Льстя им словами, душою же их ненавидя, царица.

Ей отвечая, сказал Антиной, сын Евпейтов надменный:

«О многоумная старца Икария дочь, Пенелопа,

Всякий подарок, тебе от твоих женихов подносимый,

Ты принимай: не позволено то отвергать, что дарят нам.

Мы же, ты знай, не пойдем от тебя ни домой, ни в иное

Место, пока ты из нас по желанью не выберешь мужа».

Так говорил Антиной; согласилися все с ним другие.

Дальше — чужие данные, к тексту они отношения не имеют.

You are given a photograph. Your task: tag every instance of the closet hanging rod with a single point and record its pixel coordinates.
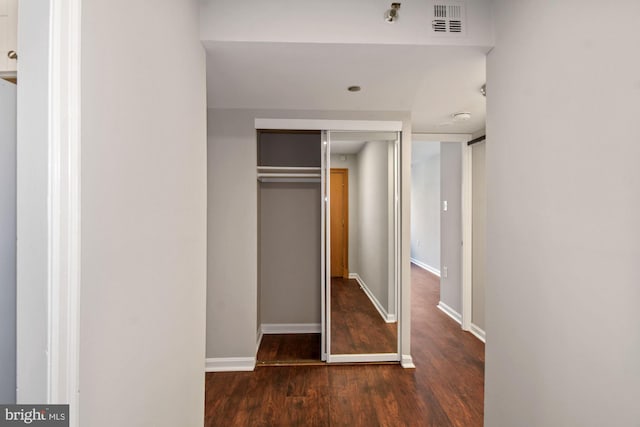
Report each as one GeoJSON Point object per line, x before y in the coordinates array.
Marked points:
{"type": "Point", "coordinates": [289, 168]}
{"type": "Point", "coordinates": [288, 179]}
{"type": "Point", "coordinates": [289, 175]}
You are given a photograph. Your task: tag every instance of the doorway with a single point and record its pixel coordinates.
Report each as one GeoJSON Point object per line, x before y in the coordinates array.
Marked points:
{"type": "Point", "coordinates": [340, 223]}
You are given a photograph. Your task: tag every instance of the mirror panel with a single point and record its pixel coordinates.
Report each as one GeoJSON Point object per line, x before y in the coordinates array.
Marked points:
{"type": "Point", "coordinates": [362, 222]}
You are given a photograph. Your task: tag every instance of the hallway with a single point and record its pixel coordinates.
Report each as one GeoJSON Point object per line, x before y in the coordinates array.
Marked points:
{"type": "Point", "coordinates": [445, 389]}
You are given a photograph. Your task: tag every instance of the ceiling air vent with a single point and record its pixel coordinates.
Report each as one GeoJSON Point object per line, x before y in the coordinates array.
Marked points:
{"type": "Point", "coordinates": [448, 18]}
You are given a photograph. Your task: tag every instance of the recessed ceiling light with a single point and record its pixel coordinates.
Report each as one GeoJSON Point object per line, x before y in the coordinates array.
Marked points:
{"type": "Point", "coordinates": [392, 15]}
{"type": "Point", "coordinates": [463, 116]}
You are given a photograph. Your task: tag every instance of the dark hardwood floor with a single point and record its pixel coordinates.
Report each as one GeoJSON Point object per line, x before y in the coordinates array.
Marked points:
{"type": "Point", "coordinates": [356, 325]}
{"type": "Point", "coordinates": [287, 349]}
{"type": "Point", "coordinates": [445, 389]}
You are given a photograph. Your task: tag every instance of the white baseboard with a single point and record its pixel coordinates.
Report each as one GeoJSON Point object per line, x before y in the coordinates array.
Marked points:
{"type": "Point", "coordinates": [359, 358]}
{"type": "Point", "coordinates": [478, 332]}
{"type": "Point", "coordinates": [389, 318]}
{"type": "Point", "coordinates": [290, 328]}
{"type": "Point", "coordinates": [407, 362]}
{"type": "Point", "coordinates": [424, 266]}
{"type": "Point", "coordinates": [450, 312]}
{"type": "Point", "coordinates": [230, 364]}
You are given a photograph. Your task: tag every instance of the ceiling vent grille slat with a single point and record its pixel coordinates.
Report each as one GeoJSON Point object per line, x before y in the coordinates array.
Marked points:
{"type": "Point", "coordinates": [449, 18]}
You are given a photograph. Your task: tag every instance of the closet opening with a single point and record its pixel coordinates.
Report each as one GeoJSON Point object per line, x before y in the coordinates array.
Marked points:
{"type": "Point", "coordinates": [328, 226]}
{"type": "Point", "coordinates": [289, 247]}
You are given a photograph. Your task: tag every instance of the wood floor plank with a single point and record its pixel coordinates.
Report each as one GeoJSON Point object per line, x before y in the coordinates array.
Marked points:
{"type": "Point", "coordinates": [445, 389]}
{"type": "Point", "coordinates": [356, 325]}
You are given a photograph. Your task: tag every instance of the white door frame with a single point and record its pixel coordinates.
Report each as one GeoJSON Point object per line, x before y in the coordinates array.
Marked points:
{"type": "Point", "coordinates": [466, 192]}
{"type": "Point", "coordinates": [64, 206]}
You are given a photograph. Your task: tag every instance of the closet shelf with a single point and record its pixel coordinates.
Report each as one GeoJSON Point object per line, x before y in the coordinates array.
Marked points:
{"type": "Point", "coordinates": [283, 169]}
{"type": "Point", "coordinates": [289, 177]}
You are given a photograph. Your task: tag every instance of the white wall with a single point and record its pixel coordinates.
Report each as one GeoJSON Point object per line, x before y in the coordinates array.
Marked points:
{"type": "Point", "coordinates": [562, 318]}
{"type": "Point", "coordinates": [7, 242]}
{"type": "Point", "coordinates": [334, 21]}
{"type": "Point", "coordinates": [32, 192]}
{"type": "Point", "coordinates": [232, 225]}
{"type": "Point", "coordinates": [425, 207]}
{"type": "Point", "coordinates": [451, 225]}
{"type": "Point", "coordinates": [144, 219]}
{"type": "Point", "coordinates": [479, 230]}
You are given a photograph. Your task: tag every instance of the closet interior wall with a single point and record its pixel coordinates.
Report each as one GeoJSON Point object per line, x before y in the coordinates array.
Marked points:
{"type": "Point", "coordinates": [289, 228]}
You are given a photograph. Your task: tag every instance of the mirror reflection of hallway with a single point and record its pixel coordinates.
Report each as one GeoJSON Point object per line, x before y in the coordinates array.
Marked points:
{"type": "Point", "coordinates": [339, 222]}
{"type": "Point", "coordinates": [362, 303]}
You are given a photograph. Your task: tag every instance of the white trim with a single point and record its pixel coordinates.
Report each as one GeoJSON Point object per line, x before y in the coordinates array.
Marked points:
{"type": "Point", "coordinates": [64, 206]}
{"type": "Point", "coordinates": [290, 328]}
{"type": "Point", "coordinates": [259, 340]}
{"type": "Point", "coordinates": [324, 307]}
{"type": "Point", "coordinates": [389, 318]}
{"type": "Point", "coordinates": [407, 362]}
{"type": "Point", "coordinates": [359, 358]}
{"type": "Point", "coordinates": [467, 236]}
{"type": "Point", "coordinates": [450, 312]}
{"type": "Point", "coordinates": [230, 364]}
{"type": "Point", "coordinates": [342, 125]}
{"type": "Point", "coordinates": [424, 266]}
{"type": "Point", "coordinates": [478, 332]}
{"type": "Point", "coordinates": [441, 137]}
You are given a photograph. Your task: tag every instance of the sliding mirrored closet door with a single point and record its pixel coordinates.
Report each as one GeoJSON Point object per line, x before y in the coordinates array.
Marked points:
{"type": "Point", "coordinates": [361, 271]}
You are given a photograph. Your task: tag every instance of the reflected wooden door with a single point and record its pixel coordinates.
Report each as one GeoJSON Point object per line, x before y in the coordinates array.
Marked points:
{"type": "Point", "coordinates": [339, 222]}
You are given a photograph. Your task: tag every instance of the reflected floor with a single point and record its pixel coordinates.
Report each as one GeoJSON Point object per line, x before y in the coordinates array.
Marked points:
{"type": "Point", "coordinates": [356, 325]}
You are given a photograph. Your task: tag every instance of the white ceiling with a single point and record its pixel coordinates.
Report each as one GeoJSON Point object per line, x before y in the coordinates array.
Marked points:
{"type": "Point", "coordinates": [432, 82]}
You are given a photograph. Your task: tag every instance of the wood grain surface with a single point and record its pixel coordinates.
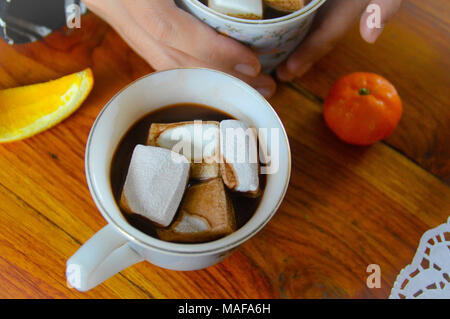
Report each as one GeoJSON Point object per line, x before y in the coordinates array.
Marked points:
{"type": "Point", "coordinates": [346, 207]}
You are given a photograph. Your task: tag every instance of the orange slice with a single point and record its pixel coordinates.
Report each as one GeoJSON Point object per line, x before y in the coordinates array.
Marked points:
{"type": "Point", "coordinates": [28, 110]}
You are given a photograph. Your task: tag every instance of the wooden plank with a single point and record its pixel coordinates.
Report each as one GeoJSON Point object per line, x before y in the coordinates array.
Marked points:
{"type": "Point", "coordinates": [413, 54]}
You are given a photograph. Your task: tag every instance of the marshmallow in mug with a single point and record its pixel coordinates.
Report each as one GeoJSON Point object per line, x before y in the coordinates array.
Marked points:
{"type": "Point", "coordinates": [206, 213]}
{"type": "Point", "coordinates": [239, 154]}
{"type": "Point", "coordinates": [199, 141]}
{"type": "Point", "coordinates": [285, 5]}
{"type": "Point", "coordinates": [244, 9]}
{"type": "Point", "coordinates": [155, 184]}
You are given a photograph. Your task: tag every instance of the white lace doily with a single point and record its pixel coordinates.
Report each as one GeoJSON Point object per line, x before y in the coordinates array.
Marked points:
{"type": "Point", "coordinates": [428, 276]}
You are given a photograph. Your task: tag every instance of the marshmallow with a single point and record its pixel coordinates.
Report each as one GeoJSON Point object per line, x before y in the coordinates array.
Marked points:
{"type": "Point", "coordinates": [198, 141]}
{"type": "Point", "coordinates": [206, 213]}
{"type": "Point", "coordinates": [244, 9]}
{"type": "Point", "coordinates": [285, 5]}
{"type": "Point", "coordinates": [239, 157]}
{"type": "Point", "coordinates": [155, 184]}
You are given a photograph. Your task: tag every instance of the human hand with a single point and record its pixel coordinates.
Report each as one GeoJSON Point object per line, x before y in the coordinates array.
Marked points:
{"type": "Point", "coordinates": [168, 37]}
{"type": "Point", "coordinates": [333, 20]}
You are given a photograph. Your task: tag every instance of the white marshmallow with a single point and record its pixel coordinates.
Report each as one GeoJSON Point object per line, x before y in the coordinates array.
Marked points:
{"type": "Point", "coordinates": [198, 141]}
{"type": "Point", "coordinates": [155, 184]}
{"type": "Point", "coordinates": [239, 153]}
{"type": "Point", "coordinates": [206, 213]}
{"type": "Point", "coordinates": [245, 9]}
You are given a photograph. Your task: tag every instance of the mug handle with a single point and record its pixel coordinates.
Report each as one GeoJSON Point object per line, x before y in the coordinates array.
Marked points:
{"type": "Point", "coordinates": [102, 256]}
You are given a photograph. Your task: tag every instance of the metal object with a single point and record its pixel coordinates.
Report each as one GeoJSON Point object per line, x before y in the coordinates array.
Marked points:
{"type": "Point", "coordinates": [23, 21]}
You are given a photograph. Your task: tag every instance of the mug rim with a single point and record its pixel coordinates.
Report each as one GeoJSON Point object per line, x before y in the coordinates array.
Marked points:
{"type": "Point", "coordinates": [308, 9]}
{"type": "Point", "coordinates": [196, 247]}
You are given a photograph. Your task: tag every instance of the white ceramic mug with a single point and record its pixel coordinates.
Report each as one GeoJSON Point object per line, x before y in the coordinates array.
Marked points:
{"type": "Point", "coordinates": [273, 40]}
{"type": "Point", "coordinates": [119, 245]}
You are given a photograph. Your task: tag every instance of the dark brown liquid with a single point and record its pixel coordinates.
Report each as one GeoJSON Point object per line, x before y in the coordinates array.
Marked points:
{"type": "Point", "coordinates": [244, 207]}
{"type": "Point", "coordinates": [269, 13]}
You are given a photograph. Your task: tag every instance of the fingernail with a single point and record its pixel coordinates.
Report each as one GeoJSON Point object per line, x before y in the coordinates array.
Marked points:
{"type": "Point", "coordinates": [266, 92]}
{"type": "Point", "coordinates": [246, 69]}
{"type": "Point", "coordinates": [301, 69]}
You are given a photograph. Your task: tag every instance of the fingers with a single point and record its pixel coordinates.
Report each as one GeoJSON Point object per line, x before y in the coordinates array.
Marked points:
{"type": "Point", "coordinates": [173, 40]}
{"type": "Point", "coordinates": [176, 28]}
{"type": "Point", "coordinates": [375, 17]}
{"type": "Point", "coordinates": [335, 19]}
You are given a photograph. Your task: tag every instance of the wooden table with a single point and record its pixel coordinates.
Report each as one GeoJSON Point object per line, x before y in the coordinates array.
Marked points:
{"type": "Point", "coordinates": [346, 207]}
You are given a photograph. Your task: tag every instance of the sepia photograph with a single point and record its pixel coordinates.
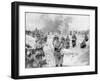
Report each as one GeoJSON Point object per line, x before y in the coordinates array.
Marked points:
{"type": "Point", "coordinates": [56, 40]}
{"type": "Point", "coordinates": [50, 40]}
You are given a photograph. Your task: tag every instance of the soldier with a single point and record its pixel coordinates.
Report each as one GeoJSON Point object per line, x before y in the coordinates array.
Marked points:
{"type": "Point", "coordinates": [39, 53]}
{"type": "Point", "coordinates": [57, 53]}
{"type": "Point", "coordinates": [86, 37]}
{"type": "Point", "coordinates": [83, 44]}
{"type": "Point", "coordinates": [67, 42]}
{"type": "Point", "coordinates": [74, 40]}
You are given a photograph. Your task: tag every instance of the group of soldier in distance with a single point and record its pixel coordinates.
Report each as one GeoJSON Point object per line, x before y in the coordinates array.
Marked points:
{"type": "Point", "coordinates": [34, 56]}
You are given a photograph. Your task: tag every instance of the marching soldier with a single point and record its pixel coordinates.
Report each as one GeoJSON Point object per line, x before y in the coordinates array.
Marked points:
{"type": "Point", "coordinates": [74, 40]}
{"type": "Point", "coordinates": [39, 53]}
{"type": "Point", "coordinates": [57, 54]}
{"type": "Point", "coordinates": [86, 37]}
{"type": "Point", "coordinates": [67, 42]}
{"type": "Point", "coordinates": [83, 44]}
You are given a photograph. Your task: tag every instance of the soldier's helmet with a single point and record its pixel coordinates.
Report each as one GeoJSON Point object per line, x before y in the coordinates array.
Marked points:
{"type": "Point", "coordinates": [62, 39]}
{"type": "Point", "coordinates": [56, 38]}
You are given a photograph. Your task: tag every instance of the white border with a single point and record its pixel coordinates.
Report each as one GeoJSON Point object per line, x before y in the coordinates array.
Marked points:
{"type": "Point", "coordinates": [38, 71]}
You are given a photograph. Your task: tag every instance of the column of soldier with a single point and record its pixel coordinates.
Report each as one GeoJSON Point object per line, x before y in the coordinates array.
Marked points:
{"type": "Point", "coordinates": [35, 58]}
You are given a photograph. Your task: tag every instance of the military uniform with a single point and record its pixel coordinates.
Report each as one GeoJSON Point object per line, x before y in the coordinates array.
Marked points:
{"type": "Point", "coordinates": [57, 53]}
{"type": "Point", "coordinates": [74, 40]}
{"type": "Point", "coordinates": [67, 42]}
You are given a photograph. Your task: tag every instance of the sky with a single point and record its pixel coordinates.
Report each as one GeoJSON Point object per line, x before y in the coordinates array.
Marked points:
{"type": "Point", "coordinates": [51, 22]}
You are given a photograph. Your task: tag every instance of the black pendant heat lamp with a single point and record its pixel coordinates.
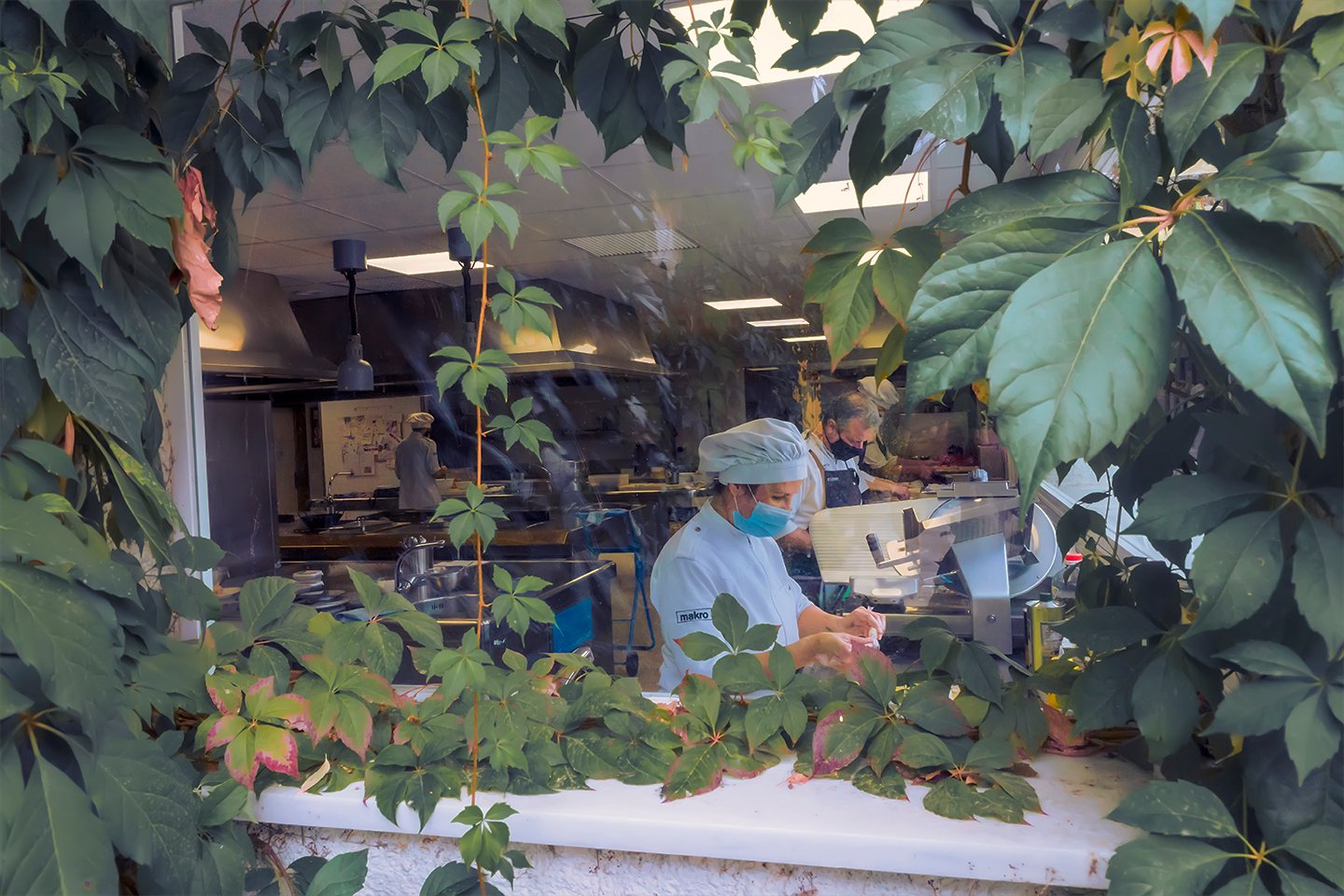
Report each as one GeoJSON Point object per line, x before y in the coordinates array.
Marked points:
{"type": "Point", "coordinates": [355, 373]}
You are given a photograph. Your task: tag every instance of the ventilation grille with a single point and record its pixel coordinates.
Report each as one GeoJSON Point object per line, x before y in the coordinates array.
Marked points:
{"type": "Point", "coordinates": [638, 242]}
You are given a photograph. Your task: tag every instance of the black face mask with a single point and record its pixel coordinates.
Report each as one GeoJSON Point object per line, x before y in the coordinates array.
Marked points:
{"type": "Point", "coordinates": [843, 450]}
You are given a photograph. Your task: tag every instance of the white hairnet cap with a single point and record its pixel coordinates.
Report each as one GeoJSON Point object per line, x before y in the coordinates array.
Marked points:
{"type": "Point", "coordinates": [756, 453]}
{"type": "Point", "coordinates": [885, 395]}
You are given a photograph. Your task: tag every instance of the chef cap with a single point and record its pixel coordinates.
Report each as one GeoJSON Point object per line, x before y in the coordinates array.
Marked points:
{"type": "Point", "coordinates": [885, 395]}
{"type": "Point", "coordinates": [756, 453]}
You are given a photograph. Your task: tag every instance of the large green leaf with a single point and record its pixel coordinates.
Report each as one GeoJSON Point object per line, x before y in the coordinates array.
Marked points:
{"type": "Point", "coordinates": [1319, 581]}
{"type": "Point", "coordinates": [112, 399]}
{"type": "Point", "coordinates": [946, 95]}
{"type": "Point", "coordinates": [1166, 706]}
{"type": "Point", "coordinates": [818, 134]}
{"type": "Point", "coordinates": [1257, 297]}
{"type": "Point", "coordinates": [1082, 195]}
{"type": "Point", "coordinates": [959, 301]}
{"type": "Point", "coordinates": [1182, 507]}
{"type": "Point", "coordinates": [57, 632]}
{"type": "Point", "coordinates": [382, 132]}
{"type": "Point", "coordinates": [1307, 147]}
{"type": "Point", "coordinates": [1080, 352]}
{"type": "Point", "coordinates": [1137, 153]}
{"type": "Point", "coordinates": [147, 802]}
{"type": "Point", "coordinates": [1237, 568]}
{"type": "Point", "coordinates": [1022, 81]}
{"type": "Point", "coordinates": [1163, 867]}
{"type": "Point", "coordinates": [1199, 98]}
{"type": "Point", "coordinates": [1065, 112]}
{"type": "Point", "coordinates": [1270, 195]}
{"type": "Point", "coordinates": [82, 217]}
{"type": "Point", "coordinates": [61, 847]}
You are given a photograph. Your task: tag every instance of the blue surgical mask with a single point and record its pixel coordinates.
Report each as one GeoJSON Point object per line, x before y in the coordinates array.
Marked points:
{"type": "Point", "coordinates": [766, 520]}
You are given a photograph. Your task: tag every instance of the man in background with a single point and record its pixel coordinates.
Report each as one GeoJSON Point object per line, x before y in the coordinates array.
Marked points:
{"type": "Point", "coordinates": [418, 467]}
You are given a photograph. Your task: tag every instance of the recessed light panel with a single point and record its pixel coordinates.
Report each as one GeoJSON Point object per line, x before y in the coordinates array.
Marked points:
{"type": "Point", "coordinates": [422, 263]}
{"type": "Point", "coordinates": [839, 195]}
{"type": "Point", "coordinates": [742, 303]}
{"type": "Point", "coordinates": [782, 321]}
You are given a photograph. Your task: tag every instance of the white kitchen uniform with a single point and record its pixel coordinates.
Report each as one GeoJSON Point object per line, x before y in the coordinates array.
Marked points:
{"type": "Point", "coordinates": [707, 558]}
{"type": "Point", "coordinates": [813, 495]}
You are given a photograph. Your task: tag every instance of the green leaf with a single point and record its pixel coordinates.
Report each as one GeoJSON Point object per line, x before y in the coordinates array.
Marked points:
{"type": "Point", "coordinates": [1137, 153]}
{"type": "Point", "coordinates": [1317, 581]}
{"type": "Point", "coordinates": [1163, 867]}
{"type": "Point", "coordinates": [265, 601]}
{"type": "Point", "coordinates": [1199, 100]}
{"type": "Point", "coordinates": [1080, 352]}
{"type": "Point", "coordinates": [382, 132]}
{"type": "Point", "coordinates": [1082, 195]}
{"type": "Point", "coordinates": [1182, 507]}
{"type": "Point", "coordinates": [1312, 734]}
{"type": "Point", "coordinates": [52, 626]}
{"type": "Point", "coordinates": [1267, 658]}
{"type": "Point", "coordinates": [61, 847]}
{"type": "Point", "coordinates": [82, 217]}
{"type": "Point", "coordinates": [1108, 629]}
{"type": "Point", "coordinates": [343, 875]}
{"type": "Point", "coordinates": [1237, 568]}
{"type": "Point", "coordinates": [1065, 112]}
{"type": "Point", "coordinates": [1317, 846]}
{"type": "Point", "coordinates": [946, 95]}
{"type": "Point", "coordinates": [1270, 195]}
{"type": "Point", "coordinates": [1258, 707]}
{"type": "Point", "coordinates": [147, 804]}
{"type": "Point", "coordinates": [1022, 81]}
{"type": "Point", "coordinates": [818, 134]}
{"type": "Point", "coordinates": [1166, 704]}
{"type": "Point", "coordinates": [959, 301]}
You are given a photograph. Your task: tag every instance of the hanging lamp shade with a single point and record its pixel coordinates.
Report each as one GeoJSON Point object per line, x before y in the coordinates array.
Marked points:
{"type": "Point", "coordinates": [354, 373]}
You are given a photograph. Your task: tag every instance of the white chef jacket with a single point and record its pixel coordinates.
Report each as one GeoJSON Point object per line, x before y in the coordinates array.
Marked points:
{"type": "Point", "coordinates": [710, 556]}
{"type": "Point", "coordinates": [812, 497]}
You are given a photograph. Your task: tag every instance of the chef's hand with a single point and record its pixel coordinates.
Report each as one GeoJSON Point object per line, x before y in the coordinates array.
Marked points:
{"type": "Point", "coordinates": [863, 623]}
{"type": "Point", "coordinates": [833, 649]}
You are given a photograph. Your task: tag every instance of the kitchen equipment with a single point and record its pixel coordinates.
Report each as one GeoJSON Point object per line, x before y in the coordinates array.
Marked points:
{"type": "Point", "coordinates": [972, 562]}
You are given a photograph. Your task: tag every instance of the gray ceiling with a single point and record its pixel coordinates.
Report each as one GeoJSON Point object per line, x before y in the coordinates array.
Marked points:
{"type": "Point", "coordinates": [746, 247]}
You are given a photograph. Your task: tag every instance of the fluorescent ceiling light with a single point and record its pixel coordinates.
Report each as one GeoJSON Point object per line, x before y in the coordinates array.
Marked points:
{"type": "Point", "coordinates": [770, 40]}
{"type": "Point", "coordinates": [839, 195]}
{"type": "Point", "coordinates": [742, 303]}
{"type": "Point", "coordinates": [422, 263]}
{"type": "Point", "coordinates": [782, 321]}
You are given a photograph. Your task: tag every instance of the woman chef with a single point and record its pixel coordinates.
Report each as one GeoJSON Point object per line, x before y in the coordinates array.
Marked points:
{"type": "Point", "coordinates": [729, 547]}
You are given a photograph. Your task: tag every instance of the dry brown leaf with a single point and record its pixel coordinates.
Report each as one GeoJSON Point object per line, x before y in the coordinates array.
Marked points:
{"type": "Point", "coordinates": [191, 251]}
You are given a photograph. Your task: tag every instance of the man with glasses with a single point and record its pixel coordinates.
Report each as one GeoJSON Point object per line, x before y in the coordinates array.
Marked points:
{"type": "Point", "coordinates": [833, 479]}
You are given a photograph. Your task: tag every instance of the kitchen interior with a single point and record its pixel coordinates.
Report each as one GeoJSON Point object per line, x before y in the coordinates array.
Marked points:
{"type": "Point", "coordinates": [680, 315]}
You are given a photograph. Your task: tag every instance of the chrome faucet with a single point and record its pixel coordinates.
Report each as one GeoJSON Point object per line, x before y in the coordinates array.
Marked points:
{"type": "Point", "coordinates": [415, 551]}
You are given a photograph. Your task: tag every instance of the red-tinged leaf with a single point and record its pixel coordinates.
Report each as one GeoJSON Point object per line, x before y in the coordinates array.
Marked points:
{"type": "Point", "coordinates": [840, 737]}
{"type": "Point", "coordinates": [289, 707]}
{"type": "Point", "coordinates": [225, 693]}
{"type": "Point", "coordinates": [191, 251]}
{"type": "Point", "coordinates": [354, 724]}
{"type": "Point", "coordinates": [241, 758]}
{"type": "Point", "coordinates": [225, 731]}
{"type": "Point", "coordinates": [696, 771]}
{"type": "Point", "coordinates": [275, 749]}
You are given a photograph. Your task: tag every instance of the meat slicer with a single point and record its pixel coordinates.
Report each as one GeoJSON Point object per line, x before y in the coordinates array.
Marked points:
{"type": "Point", "coordinates": [968, 556]}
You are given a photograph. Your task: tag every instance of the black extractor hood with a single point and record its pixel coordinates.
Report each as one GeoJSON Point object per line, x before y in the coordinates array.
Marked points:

Каждый потом за подарком глашатая в дом свой отправил.

Посланный длинную мантию с пестрым шитьем Антиною

Подал; двенадцать застежек ее золотых украшали,

Каждая с гибким крючком, чтоб, в кольцо задеваясь, держал он

Мантию. Цепь из обделанных в золото с чудным искусством,

Светлых, как солнце, больших янтарей принесли Евримаху.

Серьги — из трех, с шелковичной пурпурною ягодой сходных

Шариков каждая — подал проворный слуга Евридаму;

Был молодому Писандру, Поликтора умного сыну,

Женский убор принесен, ожерелье богатое; столь же

Были нескупы и прочие все на подарки. Приняв их,

Вверх по ступеням высоким обратно пошла Пенелопа.

С ней удалились, подарки неся, и младые рабыни.

Те же, опять обратившися к пляске и сладкому пенью,

Начали снова шуметь в ожидании ночи; когда же

Черная ночь посреди их веселого шума настала,

Три посредине палаты поставив жаровни, наклали

Много поленьев туда, изощренной нарубленных медью,

Мелких, сухих, и лучиною тонкой зажгли их, смолистых

Факелов к ним подложивши. Смотреть за огнем почередно

Были должны Одиссеева дома рабыни. И с ними

Так говорить Одиссей хитромысленный начал: «Подите

Вы, Одиссеева дома рабыни, отсюда в покои

Вашей царицы, Икария дочери многоразумной;

Сядьте с ней, тонкие нити сучите и волну руками

Дергайте, горе ее развлекая своим разговором.

Я же останусь смотреть за огнем, и светло здесь в палате

Будет, хотя бы они до утра пировать здесь остались;

Им не удастся меня утомить; я терпеть научился».

Так говорил он. Рабыни одна на другую взглянули

С громким смехом; и грубо ему отвечала Меланфо,

Дочь Долиона (ее воспитала сама Пенелопа

С детства и много игрушек и всяких ей лакомств давала;

Сердце ж ее нечувствительно было к печалям царицы;

Тайно любовный союз с Евримахом она заключила);

Так отвечала она Одиссею ругательным словом:

«Видно, совсем потерял ты рассудок, бродяга; не хочешь,

Видно, искать ты ночлега на кузнице, или в закуте,

Или в шинке; здесь, конечно, приютней тебе; на слова ты

Дерзок в присутствии знатных господ; и душою не робок;

Знать, от вина помутился твой ум, иль, быть может, такой уж

Ты от природы охотник без смысла болтать; иль, осилив

Бедного Ира, так поднял ты нос — берегися однако;

Может с тобою здесь встретиться кто-нибудь Ира сильнее;

Зубы твои все своим кулаком он железным повыбьет;

Вытолкнут в дверь по затылку им будешь ты, кровью облитый».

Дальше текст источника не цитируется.